Thursday, September 18, 2008

Maybe Minnesotans Should Be Put in Charge of Rebuilding the WTC

13 months ago we were playing volleyball and all of the sudden my friends' and my cell phones were going off. Parents were calling us to see if we were alright. Odd it seemed at first, but that's when the highway 35W bridge collapsed.

Well 13 months later the bridge has reopened and now traffic will be seriously alleviated. However, such a quick rebuilding of a major highway over the country's largest river got me thinking;

"Why the hell is it taking so long to rebuild the WTC?"

I've speculated on this before and pointed out that if this was the 1940's, despite archaic technology, those towers would have been rebuilt in the same amount of time it took to rebuild this bridge. Of course political, environmental, insurance and other factors have gotten in the way. But it does present an interesting dichotomy.

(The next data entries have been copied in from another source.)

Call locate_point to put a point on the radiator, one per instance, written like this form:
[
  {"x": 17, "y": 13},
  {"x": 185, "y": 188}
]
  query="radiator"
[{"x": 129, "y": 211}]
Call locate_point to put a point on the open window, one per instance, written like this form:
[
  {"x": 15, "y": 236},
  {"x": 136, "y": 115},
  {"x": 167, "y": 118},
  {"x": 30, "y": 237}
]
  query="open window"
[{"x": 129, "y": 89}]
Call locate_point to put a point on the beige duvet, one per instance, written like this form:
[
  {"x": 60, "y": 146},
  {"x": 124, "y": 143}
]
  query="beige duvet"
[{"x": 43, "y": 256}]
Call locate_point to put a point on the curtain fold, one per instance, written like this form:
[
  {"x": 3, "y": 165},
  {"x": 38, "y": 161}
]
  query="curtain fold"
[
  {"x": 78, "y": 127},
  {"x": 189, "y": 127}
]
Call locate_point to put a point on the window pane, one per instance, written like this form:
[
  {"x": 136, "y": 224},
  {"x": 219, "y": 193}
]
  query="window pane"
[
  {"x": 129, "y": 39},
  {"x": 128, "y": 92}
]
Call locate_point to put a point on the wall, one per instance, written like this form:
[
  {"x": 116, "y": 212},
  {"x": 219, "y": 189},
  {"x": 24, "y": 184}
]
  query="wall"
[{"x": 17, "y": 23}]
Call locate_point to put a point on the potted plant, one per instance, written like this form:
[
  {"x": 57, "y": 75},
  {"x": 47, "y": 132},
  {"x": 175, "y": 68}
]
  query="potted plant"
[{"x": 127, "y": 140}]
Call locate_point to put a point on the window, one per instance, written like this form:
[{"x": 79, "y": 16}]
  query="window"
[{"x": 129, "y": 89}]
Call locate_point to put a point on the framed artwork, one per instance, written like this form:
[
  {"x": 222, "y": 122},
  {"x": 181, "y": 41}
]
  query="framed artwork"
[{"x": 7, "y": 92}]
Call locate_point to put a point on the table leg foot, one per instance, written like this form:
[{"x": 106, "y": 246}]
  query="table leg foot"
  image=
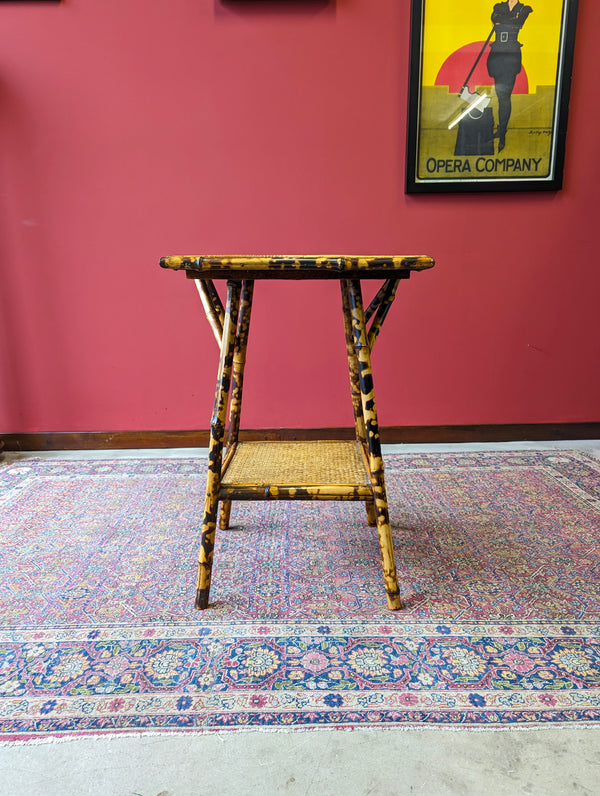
[
  {"x": 201, "y": 599},
  {"x": 371, "y": 514},
  {"x": 225, "y": 515}
]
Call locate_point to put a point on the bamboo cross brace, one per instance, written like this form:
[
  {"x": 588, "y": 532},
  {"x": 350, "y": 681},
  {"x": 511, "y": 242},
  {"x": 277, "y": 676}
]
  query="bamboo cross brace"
[
  {"x": 385, "y": 303},
  {"x": 376, "y": 301},
  {"x": 213, "y": 309}
]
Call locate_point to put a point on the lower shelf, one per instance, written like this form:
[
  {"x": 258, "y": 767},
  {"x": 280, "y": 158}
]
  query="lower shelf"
[{"x": 321, "y": 470}]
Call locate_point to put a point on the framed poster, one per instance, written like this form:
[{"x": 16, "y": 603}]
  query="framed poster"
[{"x": 489, "y": 94}]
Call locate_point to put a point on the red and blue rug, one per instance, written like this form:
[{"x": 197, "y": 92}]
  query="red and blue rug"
[{"x": 499, "y": 565}]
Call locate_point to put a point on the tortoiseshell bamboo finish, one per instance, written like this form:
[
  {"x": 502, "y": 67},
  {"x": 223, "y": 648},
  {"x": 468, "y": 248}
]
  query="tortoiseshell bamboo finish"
[{"x": 230, "y": 327}]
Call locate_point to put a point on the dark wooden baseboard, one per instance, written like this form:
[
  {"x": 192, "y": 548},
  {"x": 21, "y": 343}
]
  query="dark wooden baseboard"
[{"x": 107, "y": 440}]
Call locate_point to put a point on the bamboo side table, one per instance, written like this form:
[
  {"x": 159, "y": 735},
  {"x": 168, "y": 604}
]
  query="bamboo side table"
[{"x": 323, "y": 470}]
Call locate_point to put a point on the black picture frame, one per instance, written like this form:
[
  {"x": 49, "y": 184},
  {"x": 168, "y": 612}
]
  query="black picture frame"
[{"x": 459, "y": 140}]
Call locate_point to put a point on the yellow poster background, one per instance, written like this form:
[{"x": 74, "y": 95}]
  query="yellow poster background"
[{"x": 452, "y": 24}]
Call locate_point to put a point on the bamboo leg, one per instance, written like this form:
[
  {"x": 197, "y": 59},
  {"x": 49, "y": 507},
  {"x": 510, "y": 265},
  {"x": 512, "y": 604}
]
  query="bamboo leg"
[
  {"x": 359, "y": 421},
  {"x": 215, "y": 453},
  {"x": 369, "y": 411},
  {"x": 237, "y": 383}
]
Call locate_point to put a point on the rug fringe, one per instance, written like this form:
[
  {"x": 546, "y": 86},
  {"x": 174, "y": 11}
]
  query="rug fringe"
[{"x": 205, "y": 733}]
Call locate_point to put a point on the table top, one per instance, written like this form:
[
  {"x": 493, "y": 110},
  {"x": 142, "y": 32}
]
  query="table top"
[{"x": 297, "y": 267}]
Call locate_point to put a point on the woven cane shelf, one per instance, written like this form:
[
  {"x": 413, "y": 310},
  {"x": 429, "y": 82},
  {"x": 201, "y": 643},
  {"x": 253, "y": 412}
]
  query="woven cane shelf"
[{"x": 280, "y": 470}]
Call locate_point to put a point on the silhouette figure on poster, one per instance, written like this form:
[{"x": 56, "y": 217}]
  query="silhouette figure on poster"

It takes a private sector firm 13 months to rebuild a major piece of infrastructure under budget and ahead of schedule. It takes what can only be described as government and political bureaucracy 7 years to build absolutely nothing. If there is a lesson in the perils of government and politics, this is it.

In the meantime, perhaps you New Yorkers out there could use a little consulting help from us hicks in Minnesota?

8 comments:

Anonymous said...

It's done because Flatiron did the reconstruction. They're good at what they do.

Anonymous said...

Because of the absolute amount of squabbling and lack of clear definition of who has the right to use that land, I'd suspect.

The city doesn't entirely own it, several firms own large stakes in it, and almost every person in the world has an idea for the site.

Not to mention many Americans believe that have a right to dictate what goes there.

Anonymous said...

Sophisticated collectivists must discuss every iota of consideration to make sure no one's feelings will be hurt when they finally come up with a plan to build.

I liked it better when those who knew what they were doing ran rough shod over the wimps who couldn't make decisions.

Perhaps some might feel treated unfairly or badly about not having their oh-so important views heard, but if the majority are okay, the minority will need to shut up and live with it.

Whatever works eh?

Alfred T. Mahan said...

Another Web writer opined some time ago that, back in the 1940s, the Twin Towers would have been rebuilt in two years, 200 stories tall, with grim steel and granite eagles jutting outwards looking to the smoking ruins of those countries where the celebrations of the terrorists' actions had taken place.

No concerns about the environment would have been raised, either.

Anonymous said...

Politics has obviously gotten in the way of rebuilding the WTC, but I can't figure out who is benefiting from this state of affairs (other than other office building owners).

Anonymous said...

This has nothing to do with private sector efficiency versus bureaucratic inertia. Both projects involve state leadership coupled with contracted labor from the private sector.

The difference, to put it bluntly, is that while the WTC rebuild team has to contend continuously with the emotional and political baggage of a thousand different stakeholders, nobody gives a shit what the new I-35W bridge looks like. On top of that, New York is a global city, a symbol of America overseas. The revived WTC can't just be some bricks-and-mortar slab cobbled together in a year and a bit. It's burdened by the weight of expectations. Minneapolis, let's be honest, means fuck-all on the international stage. Build the bridge, don't build the bridge--whatever. Nobody much outside the MN border is paying any attention.

Now, had the original bridge collapsed as part of an unprecedented and history-altering terrorist attack on the US--one that spawned several thousand casualties, an international economic downturn, and a global war on terror--and not as the result of a prosaic design flaw, then no doubt a little more domestic interest would have been paid to its reconstruction. Ergo political wrangling. Ergo delays.

Anonymous said...

The transit portion of the WTC site was rebuilt long ago.

You are mind blowingly insensitive.

Anonymous said...

The difference, to put it bluntly, is that while the WTC rebuild team has to contend continuously with the emotional and political baggage of a thousand different stakeholders

That's where the error lies. There is only one stakeholder here: Larry Silverstein, the site's tenant. Everybody else should be kicked to the curb immediately.